President Donald Trump wants the State Department and the U.S. Agency for International Development to cut their budgets by at least 37 percent, a source familiar with the issue confirmed Tuesday.
The proposal would likely require dramatic restructuring and staffing cuts at the two institutions most responsible for U.S. diplomacy and foreign aid, and it immediately faced bipartisan resistance in Congress.
“It’s dead on arrival. It’s not going to happen. It would be a disaster,” said Sen. Lindsey Graham, a hawkish South Carolina Republican.
“Probably not,” Senate Majority Leader Mitch McConnell said when asked if the Senate would agree to cutting the State Department so dramatically.
The State Department and USAID budget request for this fiscal year is around $50 billion, part of a broader $58.8 billion “international affairs budget,” but a drop in the overall $3 trillion-plus federal budget.
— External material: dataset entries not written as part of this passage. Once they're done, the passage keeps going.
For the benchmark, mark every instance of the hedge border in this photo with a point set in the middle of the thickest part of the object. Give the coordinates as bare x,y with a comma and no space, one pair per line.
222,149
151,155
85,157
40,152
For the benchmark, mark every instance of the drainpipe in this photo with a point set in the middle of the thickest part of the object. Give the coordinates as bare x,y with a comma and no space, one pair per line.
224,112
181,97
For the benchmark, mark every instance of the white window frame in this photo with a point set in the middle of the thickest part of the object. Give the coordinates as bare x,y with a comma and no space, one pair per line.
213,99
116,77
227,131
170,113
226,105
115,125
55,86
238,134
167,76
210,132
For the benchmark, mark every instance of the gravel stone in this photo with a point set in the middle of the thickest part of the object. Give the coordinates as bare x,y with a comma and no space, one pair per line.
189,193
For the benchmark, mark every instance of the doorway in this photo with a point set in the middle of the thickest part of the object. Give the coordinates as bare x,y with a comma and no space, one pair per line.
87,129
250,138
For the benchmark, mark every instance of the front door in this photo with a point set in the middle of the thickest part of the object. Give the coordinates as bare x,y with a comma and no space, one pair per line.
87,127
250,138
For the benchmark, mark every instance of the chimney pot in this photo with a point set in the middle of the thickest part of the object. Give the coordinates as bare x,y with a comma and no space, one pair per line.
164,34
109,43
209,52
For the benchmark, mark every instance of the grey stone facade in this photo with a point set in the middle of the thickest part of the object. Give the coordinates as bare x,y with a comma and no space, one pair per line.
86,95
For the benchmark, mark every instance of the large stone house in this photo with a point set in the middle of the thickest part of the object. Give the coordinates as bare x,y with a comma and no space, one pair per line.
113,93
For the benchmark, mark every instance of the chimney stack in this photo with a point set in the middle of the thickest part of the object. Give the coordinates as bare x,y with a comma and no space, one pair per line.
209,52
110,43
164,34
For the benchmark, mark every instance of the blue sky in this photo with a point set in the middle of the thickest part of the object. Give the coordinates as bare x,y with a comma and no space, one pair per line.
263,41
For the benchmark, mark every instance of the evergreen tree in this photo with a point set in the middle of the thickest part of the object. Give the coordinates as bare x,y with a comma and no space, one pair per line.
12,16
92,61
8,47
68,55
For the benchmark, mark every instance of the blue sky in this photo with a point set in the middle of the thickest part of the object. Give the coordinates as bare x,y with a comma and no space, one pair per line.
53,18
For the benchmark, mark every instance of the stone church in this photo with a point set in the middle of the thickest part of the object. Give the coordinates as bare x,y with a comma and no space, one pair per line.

The cuts proposed by the Trump administration would help offset some $54 billion in additional military spending. Trump administration officials have indicated much of the cuts to State and USAID would target foreign aid programs.
White House spokespeople did not have an immediate comment. A State Department spokesman declined to confirm the figure. The Associated Press reported the proposed budget cut number earlier on Tuesday.
Trump aides say most federal agencies will see some cuts to help fund the additional military spending. Other particularly hard hit agencies include the Environmental Protection Agency, which reportedly faces a budget cut of roughly 25 percent.
Ultimately, the budget is separate from the spending process that will fund the various departments and Congress is highly unlikely to go along with most of Trump’s request when it is time to fund the government.
That being said, the targeting of the State Department and USAID is the clearest sign yet that Trump views military force, not diplomacy and foreign aid, as the primary way to assert U.S. influence abroad.
However, many lawmakers and activists on both sides of the aisle argue that the U.S. undermines its global standing and its national security if it does not fully use non-military tools such as diplomacy and assistance to struggling nations.
“I for one, just speaking for myself, think the diplomatic portion of the federal budget is very important. and you get results a lot cheaper, frequently, than you do on the defense side,” said McConnell, a Republican from Kentucky.
Earlier Tuesday, Florida Sen. Marco Rubio, a Republican, wrote on Twitter: “Foreign Aid is not charity. We must make sure it is well spent, but it is less than 1% of budget & critical to our national security.”
On Monday, more than 120 retired generals and admirals released a letter they sent to leading lawmakers urging them to safeguard the State and USAID budgets.